# DX 704 Week 8 Project

This homework will modify a simulator controlling a small vehicle to implement tabular q-learning.
You will first test your code with random and greedy-epsilon policies, then tweak your own training method for a more optimal policy.

The full project description and a template notebook are available on GitHub: [Project 8 Materials](https://github.com/bu-cds-dx704/dx704-project-08).


## Example Code

You may find it helpful to refer to these GitHub repositories of Jupyter notebooks for example code.

* https://github.com/bu-cds-omds/dx601-examples
* https://github.com/bu-cds-omds/dx602-examples
* https://github.com/bu-cds-omds/dx603-examples
* https://github.com/bu-cds-omds/dx704-examples

Any calculations demonstrated in code examples or videos may be found in these notebooks, and you are allowed to copy this example code in your homework answers.

## Rover Simulator

The following Python class implements a simulation of a simple vehicle with integer x,y coordinates facing in one of 8 possible directions.


In [34]:
# DO NOT CHANGE

import random

class RoverSimulator(object):
    DIRECTIONS = ((0, 1), (1, 1), (1, 0), (1, -1), (0, -1), (-1, -1), (-1, 0), (-1, 1))

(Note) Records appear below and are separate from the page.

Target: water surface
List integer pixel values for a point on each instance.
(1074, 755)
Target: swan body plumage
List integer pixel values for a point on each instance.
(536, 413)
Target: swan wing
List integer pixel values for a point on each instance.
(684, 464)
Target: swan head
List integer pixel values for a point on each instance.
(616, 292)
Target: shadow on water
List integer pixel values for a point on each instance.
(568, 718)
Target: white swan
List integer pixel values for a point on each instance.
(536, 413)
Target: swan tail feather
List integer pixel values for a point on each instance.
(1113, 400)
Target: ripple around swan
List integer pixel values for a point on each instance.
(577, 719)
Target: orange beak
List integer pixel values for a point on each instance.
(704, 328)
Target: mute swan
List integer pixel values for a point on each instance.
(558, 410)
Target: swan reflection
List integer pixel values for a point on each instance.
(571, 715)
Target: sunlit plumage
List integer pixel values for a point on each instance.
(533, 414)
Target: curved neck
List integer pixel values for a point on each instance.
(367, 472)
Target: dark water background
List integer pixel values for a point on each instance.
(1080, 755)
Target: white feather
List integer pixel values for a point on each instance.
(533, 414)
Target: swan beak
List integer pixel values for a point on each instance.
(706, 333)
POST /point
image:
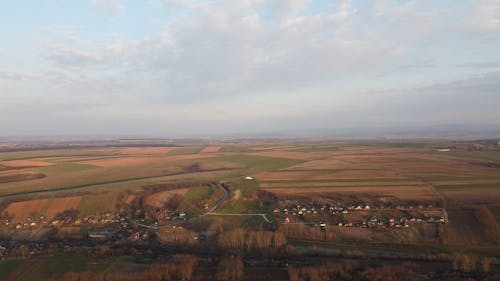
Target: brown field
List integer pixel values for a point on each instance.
(268, 185)
(289, 154)
(130, 198)
(475, 196)
(144, 150)
(24, 209)
(160, 198)
(281, 147)
(7, 177)
(59, 205)
(326, 175)
(138, 161)
(24, 163)
(210, 149)
(464, 228)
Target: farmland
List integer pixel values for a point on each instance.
(360, 193)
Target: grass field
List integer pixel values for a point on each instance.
(51, 268)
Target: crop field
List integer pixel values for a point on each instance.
(20, 211)
(98, 180)
(158, 199)
(58, 205)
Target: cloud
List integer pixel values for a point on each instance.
(112, 7)
(485, 64)
(264, 64)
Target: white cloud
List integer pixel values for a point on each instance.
(113, 7)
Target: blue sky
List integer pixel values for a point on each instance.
(187, 67)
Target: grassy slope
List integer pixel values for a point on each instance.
(93, 204)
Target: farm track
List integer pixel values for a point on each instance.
(93, 185)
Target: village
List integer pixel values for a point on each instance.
(360, 214)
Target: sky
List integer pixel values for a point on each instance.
(206, 68)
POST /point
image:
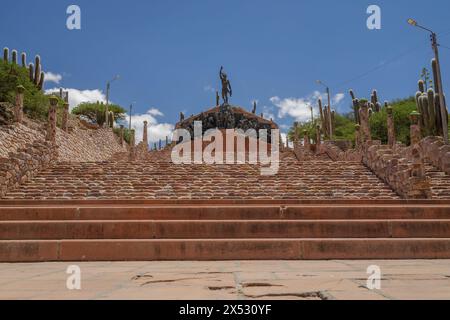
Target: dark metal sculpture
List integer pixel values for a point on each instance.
(226, 86)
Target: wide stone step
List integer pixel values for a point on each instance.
(227, 229)
(223, 249)
(80, 211)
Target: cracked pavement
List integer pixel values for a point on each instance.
(228, 280)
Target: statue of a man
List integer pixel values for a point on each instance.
(226, 86)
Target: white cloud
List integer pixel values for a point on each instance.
(156, 130)
(338, 98)
(209, 88)
(300, 108)
(268, 113)
(79, 96)
(155, 112)
(52, 77)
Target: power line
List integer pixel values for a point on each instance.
(380, 66)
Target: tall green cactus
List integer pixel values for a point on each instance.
(6, 54)
(37, 70)
(14, 57)
(24, 59)
(356, 106)
(436, 83)
(421, 86)
(31, 72)
(374, 99)
(41, 81)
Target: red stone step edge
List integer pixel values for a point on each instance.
(223, 229)
(223, 249)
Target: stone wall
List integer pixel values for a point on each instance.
(337, 154)
(400, 167)
(87, 145)
(24, 163)
(435, 151)
(24, 149)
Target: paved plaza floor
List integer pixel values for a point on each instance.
(240, 280)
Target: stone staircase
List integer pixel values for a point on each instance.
(32, 231)
(145, 179)
(440, 182)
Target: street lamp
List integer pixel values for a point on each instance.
(439, 86)
(108, 87)
(329, 106)
(131, 110)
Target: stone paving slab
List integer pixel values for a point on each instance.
(228, 280)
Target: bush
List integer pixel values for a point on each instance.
(126, 134)
(95, 112)
(401, 111)
(35, 101)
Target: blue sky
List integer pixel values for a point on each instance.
(168, 53)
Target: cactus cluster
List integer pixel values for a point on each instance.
(100, 115)
(373, 105)
(428, 105)
(36, 74)
(325, 116)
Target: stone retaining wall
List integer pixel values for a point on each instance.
(401, 168)
(337, 154)
(435, 151)
(23, 164)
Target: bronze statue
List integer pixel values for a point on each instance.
(226, 86)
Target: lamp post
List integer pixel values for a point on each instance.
(329, 106)
(108, 87)
(439, 86)
(131, 110)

    def __init__(self, resolution):
        self.resolution = resolution
        self.terminal_state = self.construct_state(resolution // 2, resolution // 2, 0)

        self.initial_states = []
        for initial_x in (0, resolution // 2, resolution - 1):
            for initial_y in (0, resolution // 2, resolution - 1):
                for initial_direction in range(8):
                    initial_state = self.construct_state(initial_x, initial_y, initial_direction)
                    if initial_state != self.terminal_state:
                        self.initial_states.append(initial_state)

    def construct_state(self, x, y, direction):
        assert 0 <= x < self.resolution
        assert 0 <= y < self.resolution
        assert 0 <= direction < 8

        state = (y * self.resolution + x) * 8 + direction
        assert self.decode_state(state) == (x, y, direction)
        return state

    def decode_state(self, state):
        direction = state % 8
        x = (state // 8) % self.resolution
        y = state // (8 * self.resolution)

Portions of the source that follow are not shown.